Никто, включая барона, уже не помышлял о стремительных бросках и бодром покорении пространств. Движение стало ежедневной изматывающей повинностью: просто вставать, сворачивать лагерь, идти, ставить лагерь, разводить огонь и спать, и снова вставать, и идти, идти.

Из записок мичмана Анненкова15 февраля 1919 года

Я пулей вылетел от Государя. Лицо горело так, что, кажется, отбрасывало красные блики на стены домов. Шагал по тесным улочкам, натыкаясь на оборванцев, на лам, на женщин, завернутых в покрывала … Что же я наделал! Как это случилось?! Как вообще может случиться с человеком столько нелепого и постыдного всего за пару минут! Попался с поличным сразу на двух влюбленностях – в Татьяну и в Барона! В первом грехе я признался сам, а во втором меня уличил Государь.

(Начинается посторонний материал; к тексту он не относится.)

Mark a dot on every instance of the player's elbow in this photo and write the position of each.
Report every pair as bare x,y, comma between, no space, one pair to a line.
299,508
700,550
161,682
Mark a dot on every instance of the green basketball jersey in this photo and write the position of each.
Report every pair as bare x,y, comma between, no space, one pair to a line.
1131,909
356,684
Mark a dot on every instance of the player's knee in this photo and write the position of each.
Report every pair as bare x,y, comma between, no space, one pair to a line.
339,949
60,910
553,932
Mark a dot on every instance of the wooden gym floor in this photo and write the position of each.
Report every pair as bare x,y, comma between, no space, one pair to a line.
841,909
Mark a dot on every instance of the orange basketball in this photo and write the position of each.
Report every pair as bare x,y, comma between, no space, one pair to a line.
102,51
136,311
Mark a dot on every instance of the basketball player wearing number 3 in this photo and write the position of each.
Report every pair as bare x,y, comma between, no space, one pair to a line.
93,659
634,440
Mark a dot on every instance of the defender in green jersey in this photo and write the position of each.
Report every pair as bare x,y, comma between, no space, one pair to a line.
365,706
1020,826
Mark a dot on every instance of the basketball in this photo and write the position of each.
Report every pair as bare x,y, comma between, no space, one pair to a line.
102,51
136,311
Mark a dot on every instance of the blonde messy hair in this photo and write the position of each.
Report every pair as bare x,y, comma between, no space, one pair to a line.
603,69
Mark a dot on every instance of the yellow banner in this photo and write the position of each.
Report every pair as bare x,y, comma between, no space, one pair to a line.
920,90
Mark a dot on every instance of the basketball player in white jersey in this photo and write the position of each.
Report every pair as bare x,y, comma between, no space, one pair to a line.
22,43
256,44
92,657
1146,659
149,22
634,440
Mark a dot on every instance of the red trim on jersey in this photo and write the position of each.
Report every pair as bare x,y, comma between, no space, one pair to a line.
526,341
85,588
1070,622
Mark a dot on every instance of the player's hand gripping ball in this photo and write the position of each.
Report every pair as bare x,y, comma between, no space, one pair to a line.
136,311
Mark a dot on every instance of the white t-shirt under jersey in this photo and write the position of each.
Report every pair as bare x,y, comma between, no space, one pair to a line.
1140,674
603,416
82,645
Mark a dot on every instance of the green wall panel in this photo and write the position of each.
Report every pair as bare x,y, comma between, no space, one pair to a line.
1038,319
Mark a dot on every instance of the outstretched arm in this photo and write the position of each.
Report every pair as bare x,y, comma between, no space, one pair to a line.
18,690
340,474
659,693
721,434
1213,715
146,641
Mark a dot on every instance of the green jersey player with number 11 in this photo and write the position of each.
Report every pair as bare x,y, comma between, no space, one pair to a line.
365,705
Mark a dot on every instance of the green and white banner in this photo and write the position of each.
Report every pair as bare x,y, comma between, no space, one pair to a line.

Был и третий грех – мое отдаление от Семьи. Не зря же Государь спросил меня, на их ли я стороне. И я так позорно растерялся – потому что это было правдой: я избегал Царевен и Государя. После разговора, подслушанного в кладовке, что-то во мне надломилось. Конечно, я ни минуты не жалел, что посвятил свою жизнь служению Романовым, но … внезапно их сияние поблекло … Я простил Отма минуту слабости, но не толику заурядности. Переход до Гумбума еще больше разъединил нас – было так холодно, так пусто. Позади осталась вереница ночных костров, огненным пунктиром отмечавших наш путь.

Скучал ли я по сестрам? Очень! Но сдаваться им на милость не собирался. Они сами должны были позвать меня.

Барон … Весь этот двухмесячный переход я и в самом деле больше времени проводил с Бароном, чем с Государем. Я стал тенью Унгерна и практически его адъютантом. Как-то так вышло само собой. В пути Барон присмирел. Не махал уже своим ташуром направо и налево, не орал. Не то чтобы его огонь угас, но не полыхал буйно, а тлел, притворно подернутый пеплом. Он вообще стал похож на Дон Кихота – на его восточный вариант в монгольском халате. Мог бы я его полюбить? Да, черт возьми! Я бы мог уже простить ему все, если бы не его дьявольский план жениться на Царевнах.